Fear, learned for the first time
The Little Ones have lived “long little lives” without fear; the walls of Bulika teach it in an instant — “for the first time in their lives… they knew fear.” That is true to how the brain works. Fear is not pure instinct alone; the amygdala learns threat by association, and a single overwhelming encounter can imprint a dread that was never there before. The “nests of stone” do real work on real nervous systems.
Yet notice what blunts the fear: trust. The children “went on bravely, for they had confidence in Lona.” Modern stress research says the same — a trusted, regulated presence dampens the threat response in those nearby. Courage in this chapter is not the absence of the alarm but a relationship strong enough to walk through it.
Who has standing to declare a people worthless?
“This people is not worth delivering,” Lona says, surveying the unmotherly faces. It is a judgment of worth — and worth is the deepest question in ethics. If value is something we assign, then Lona may revoke it, and Bulika is indeed disposable. If value is something a being has, conferred by its Maker, then no weariness of ours can cancel it.
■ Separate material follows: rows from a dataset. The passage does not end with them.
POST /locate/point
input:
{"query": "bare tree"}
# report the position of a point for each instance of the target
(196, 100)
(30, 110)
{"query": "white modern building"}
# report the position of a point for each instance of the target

The chapter itself argues against Lona. The one boy who is killed she is consoled to lose only because death “saved him” from becoming a bad giant — which quietly concedes that even the giants were once salvageable little ones. Worth was not absent in Bulika; it was buried, papered over like a masked door, but not destroyed.
The leopardess who is good after all
The white leopardess bursts down the lane, and the children waver — they remember her as a thing of “daily terror.” Yet she rolls aside rather than crush little Odu, carries the rescued boy gently “across her back,” and seizes the murderer “like a cat with a great rat.” The same fierce creature is both dreadful and a deliverer. Appearance and being do not coincide.
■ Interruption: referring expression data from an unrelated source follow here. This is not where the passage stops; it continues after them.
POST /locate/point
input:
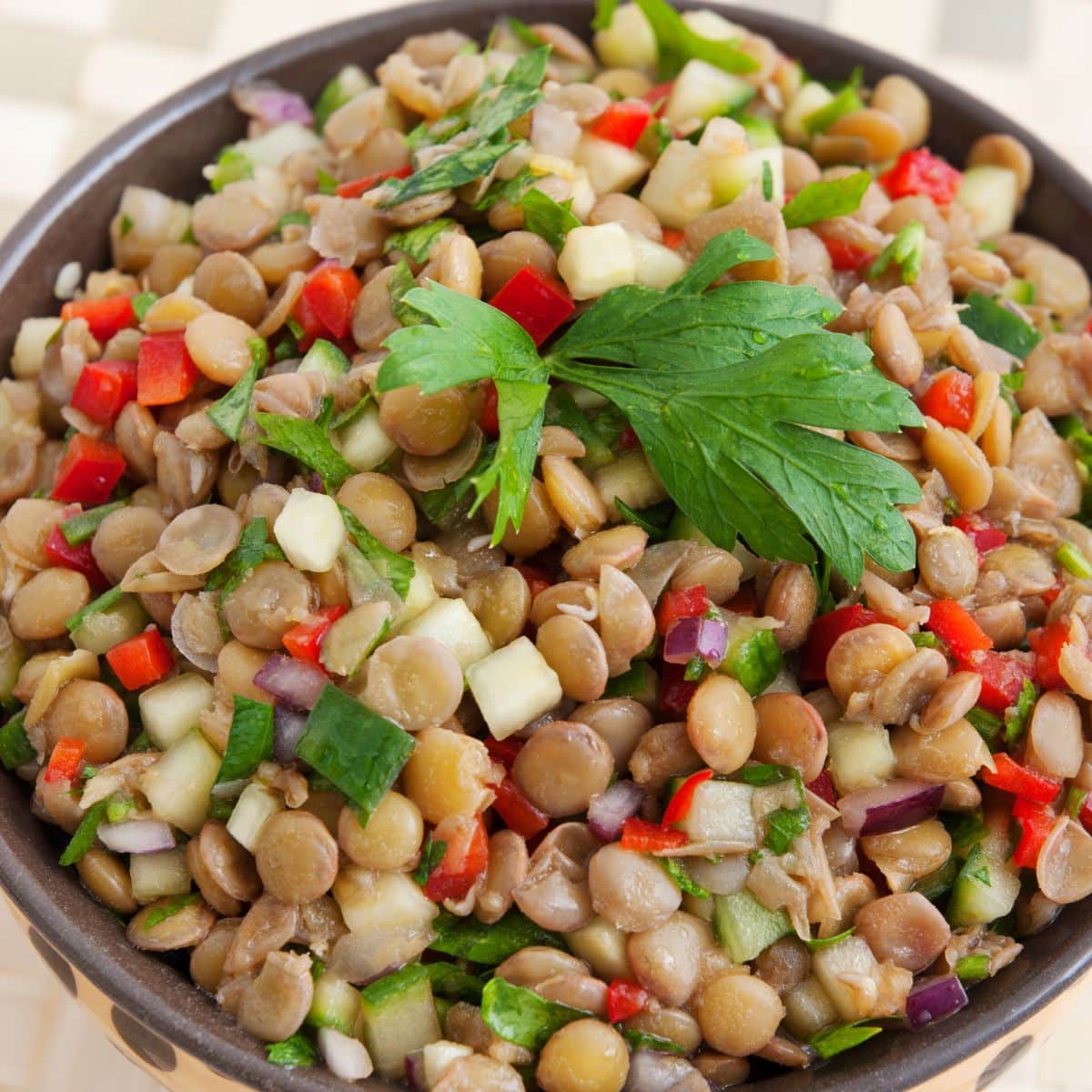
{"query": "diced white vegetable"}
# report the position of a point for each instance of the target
(811, 97)
(30, 349)
(363, 441)
(702, 91)
(158, 875)
(678, 189)
(310, 530)
(991, 196)
(628, 42)
(513, 686)
(612, 168)
(861, 756)
(173, 709)
(254, 809)
(656, 266)
(451, 622)
(178, 784)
This is MacDonald’s recurring metaphysics: a power that looks like an enemy may be mercy in another form — as Mara’s House of Bitterness wounds in order to heal. The deepest realities cannot be read off the surface. What terrifies the natural eye may be exactly the thing sent to save you.
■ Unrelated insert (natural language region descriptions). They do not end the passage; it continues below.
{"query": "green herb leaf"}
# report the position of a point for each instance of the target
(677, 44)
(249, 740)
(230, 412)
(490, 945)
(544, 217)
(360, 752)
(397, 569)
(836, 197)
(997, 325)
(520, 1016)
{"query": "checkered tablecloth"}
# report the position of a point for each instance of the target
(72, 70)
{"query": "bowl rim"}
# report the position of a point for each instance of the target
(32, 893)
A city that drives out its children
Bulika is built on fear and greed, and its sin shows in its treatment of the little: boys snatched, thrown into pits, one murdered outright. Scripture knows this city. “Whoever causes one of these little ones… to sin, it would be better for him to have a great millstone fastened round his neck” (Matt 18:6). The measure of a people is what it does with its children.
And the answer to Bulika is not Lona’s “leave the horrible place,” but the King who said “Let the children come to me.” The Little Ones ride into the city precisely to find mothers in it. Mission does not abandon the hardened; it walks the army of innocents through the sounding archway and stays.
The white leopardess is one creature, not two. She does not become a different beast when she turns out to be good; she was good while she still looked deadly. Little Odu trusts that identity — “he had heard me speak of the goodness of the white leopardess” — and runs to meet her. Faith is often simply holding fast to what a thing truly is when its surface frightens us.
Vane sees his own contradiction and names it: he leads “an army of innocents” toward a kingdom of obedience, yet “had not myself learned to obey… I was myself but a slave.” One cannot be at once the free king and the bound rebel in the same respect. The chapter exposes the lie a divided heart tells itself — that it may command what it will not first submit to.
Either Bulika is “worth delivering” or it is not; Lona cannot leave the question open and still ride away. But the false dilemma is hers, not God’s. The real disjunction is sharper: either worth is something we assign and may revoke, or it is conferred by the Maker and cannot be. Choose the first and the city is rubbish; choose the second and even bad giants were once little ones worth saving. There is no middle shelf to abstain upon.